What are winter pressures?
Although the NHS is under pressure all year round, the period after Christmas and the first few weeks of New Year is often the most difficult, as staff try to deal with significant numbers of seriously ill patients. There are several reasons for this.
As a result of the festive season’s bank holidays, there has been reduced access to community services such as GP services and social care services which can cause logjams to develop in hospitals.
During the holiday period, people might also put off getting a potential health problem checked out.
And pressures are also caused because of winter bugs, with the current flu season already looking worse than last year.
The Welsh Government said it had given £30m to health boards to provide extra capacity this winter.
Helen Mary Jones, Plaid Cymru’s spokesperson on health and AM for Mid and West Wales, said added pressure, such as hospital patients unable to be discharged into the community, had created “a real crisis” for staff and patients in Hwyel Dda health board area.
She said Wales’ health boards should be allowed to share staff to pool resources.
“We spend a huge amount of our budget on health, rightly, here in Wales… and we are still not getting it right and that can’t be allowed to carry on,” she said.
On Monday, the health board cancelled operations at Bronglais, Glangwili, Prince Philip and Withybush hospitals “in the interest of patient safety”.
Bosses said staff would be redeployed where additional support was needed, including contacting those on leave.

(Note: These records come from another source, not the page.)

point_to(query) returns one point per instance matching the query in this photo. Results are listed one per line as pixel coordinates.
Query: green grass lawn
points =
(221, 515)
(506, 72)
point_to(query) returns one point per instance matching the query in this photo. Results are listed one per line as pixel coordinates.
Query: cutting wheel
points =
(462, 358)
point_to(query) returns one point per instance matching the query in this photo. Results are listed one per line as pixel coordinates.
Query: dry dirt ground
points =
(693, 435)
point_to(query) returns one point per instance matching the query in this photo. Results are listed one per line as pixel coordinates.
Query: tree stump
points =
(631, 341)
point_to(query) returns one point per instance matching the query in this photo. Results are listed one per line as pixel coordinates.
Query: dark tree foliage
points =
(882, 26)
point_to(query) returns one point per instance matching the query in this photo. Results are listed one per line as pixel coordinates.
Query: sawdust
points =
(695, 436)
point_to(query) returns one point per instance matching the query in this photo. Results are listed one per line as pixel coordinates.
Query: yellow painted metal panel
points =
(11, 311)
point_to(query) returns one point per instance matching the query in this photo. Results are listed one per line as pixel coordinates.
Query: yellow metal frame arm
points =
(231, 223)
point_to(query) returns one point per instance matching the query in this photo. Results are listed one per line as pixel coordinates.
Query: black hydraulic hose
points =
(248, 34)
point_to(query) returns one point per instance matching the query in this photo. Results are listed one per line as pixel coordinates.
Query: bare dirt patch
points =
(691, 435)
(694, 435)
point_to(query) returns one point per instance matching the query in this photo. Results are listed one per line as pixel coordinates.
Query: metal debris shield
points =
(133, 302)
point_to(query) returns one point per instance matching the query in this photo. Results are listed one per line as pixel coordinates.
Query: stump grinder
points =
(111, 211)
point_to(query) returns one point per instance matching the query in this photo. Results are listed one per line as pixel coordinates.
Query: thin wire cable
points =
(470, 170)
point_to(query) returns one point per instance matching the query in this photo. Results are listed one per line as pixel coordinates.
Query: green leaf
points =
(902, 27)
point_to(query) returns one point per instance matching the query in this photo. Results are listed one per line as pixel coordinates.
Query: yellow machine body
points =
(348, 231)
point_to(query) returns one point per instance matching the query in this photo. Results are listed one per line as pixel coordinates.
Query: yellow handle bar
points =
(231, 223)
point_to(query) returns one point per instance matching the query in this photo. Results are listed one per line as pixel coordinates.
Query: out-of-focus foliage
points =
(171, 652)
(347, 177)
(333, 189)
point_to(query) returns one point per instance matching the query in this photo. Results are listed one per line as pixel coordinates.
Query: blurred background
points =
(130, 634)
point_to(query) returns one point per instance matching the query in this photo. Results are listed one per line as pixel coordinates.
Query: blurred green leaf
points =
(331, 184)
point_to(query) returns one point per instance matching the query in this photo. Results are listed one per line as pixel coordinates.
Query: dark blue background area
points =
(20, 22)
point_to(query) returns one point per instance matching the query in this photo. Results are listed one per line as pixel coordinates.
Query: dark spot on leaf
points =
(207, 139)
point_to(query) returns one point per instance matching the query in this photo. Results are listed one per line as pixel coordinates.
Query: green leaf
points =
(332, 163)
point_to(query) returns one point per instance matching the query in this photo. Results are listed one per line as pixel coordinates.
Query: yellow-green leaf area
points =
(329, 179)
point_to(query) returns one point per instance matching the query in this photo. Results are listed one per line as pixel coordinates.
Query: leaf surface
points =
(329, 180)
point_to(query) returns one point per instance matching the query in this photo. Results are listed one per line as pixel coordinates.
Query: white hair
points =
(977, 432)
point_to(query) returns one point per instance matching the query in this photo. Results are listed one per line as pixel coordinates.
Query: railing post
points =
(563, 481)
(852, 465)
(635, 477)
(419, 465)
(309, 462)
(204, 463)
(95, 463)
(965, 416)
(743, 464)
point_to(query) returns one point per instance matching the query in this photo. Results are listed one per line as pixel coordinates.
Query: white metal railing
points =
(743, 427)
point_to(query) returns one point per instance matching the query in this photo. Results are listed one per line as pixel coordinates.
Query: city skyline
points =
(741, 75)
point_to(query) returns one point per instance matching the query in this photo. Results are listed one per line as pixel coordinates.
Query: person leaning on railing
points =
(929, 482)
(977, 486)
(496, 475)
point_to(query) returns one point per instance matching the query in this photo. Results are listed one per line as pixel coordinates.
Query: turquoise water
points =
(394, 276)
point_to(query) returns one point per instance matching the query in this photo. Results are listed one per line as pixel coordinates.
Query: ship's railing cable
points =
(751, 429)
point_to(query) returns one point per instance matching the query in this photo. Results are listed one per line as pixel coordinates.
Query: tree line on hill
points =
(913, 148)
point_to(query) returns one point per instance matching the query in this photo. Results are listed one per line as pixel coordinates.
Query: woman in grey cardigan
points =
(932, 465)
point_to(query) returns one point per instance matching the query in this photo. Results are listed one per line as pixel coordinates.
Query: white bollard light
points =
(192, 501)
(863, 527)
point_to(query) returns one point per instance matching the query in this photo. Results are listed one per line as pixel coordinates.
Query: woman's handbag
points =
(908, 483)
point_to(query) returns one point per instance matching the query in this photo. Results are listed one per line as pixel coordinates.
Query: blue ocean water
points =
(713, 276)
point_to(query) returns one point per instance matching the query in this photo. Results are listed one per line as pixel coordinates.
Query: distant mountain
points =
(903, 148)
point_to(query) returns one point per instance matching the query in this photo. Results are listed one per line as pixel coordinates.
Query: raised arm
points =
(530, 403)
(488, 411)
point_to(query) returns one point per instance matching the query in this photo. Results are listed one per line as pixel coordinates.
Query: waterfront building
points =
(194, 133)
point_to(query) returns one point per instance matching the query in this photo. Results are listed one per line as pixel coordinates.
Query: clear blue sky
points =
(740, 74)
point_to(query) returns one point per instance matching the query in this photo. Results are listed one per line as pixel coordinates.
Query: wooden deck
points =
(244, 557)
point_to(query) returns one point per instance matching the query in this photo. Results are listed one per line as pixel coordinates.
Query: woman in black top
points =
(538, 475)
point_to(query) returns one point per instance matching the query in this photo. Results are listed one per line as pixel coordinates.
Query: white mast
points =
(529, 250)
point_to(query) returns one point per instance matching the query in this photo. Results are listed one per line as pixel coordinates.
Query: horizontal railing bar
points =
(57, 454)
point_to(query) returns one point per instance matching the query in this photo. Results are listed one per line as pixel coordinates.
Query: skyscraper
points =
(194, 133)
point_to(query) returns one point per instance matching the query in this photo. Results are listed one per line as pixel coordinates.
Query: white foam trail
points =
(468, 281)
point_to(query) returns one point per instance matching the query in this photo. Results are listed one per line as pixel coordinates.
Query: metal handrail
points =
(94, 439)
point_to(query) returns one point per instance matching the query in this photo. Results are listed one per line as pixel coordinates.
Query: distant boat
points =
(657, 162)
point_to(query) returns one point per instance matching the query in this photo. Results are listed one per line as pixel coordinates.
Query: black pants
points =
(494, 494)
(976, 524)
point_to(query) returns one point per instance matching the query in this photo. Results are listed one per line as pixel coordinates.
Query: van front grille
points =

Figures published last month showed accident and emergency performance at hospitals in Wales was at a record low for the third month running and the Welsh Ambulance Service failed to meet its response time target for the first time in four years.
Angela Burns, the Welsh Conservatives’ shadow health minister, said: “It seems that Wales’ NHS suffers from extraordinary pressures month in, month out.”
Cardiff and Vale health board and Swansea Bay health board said services were busy but planned operations were continuing as usual on Tuesday.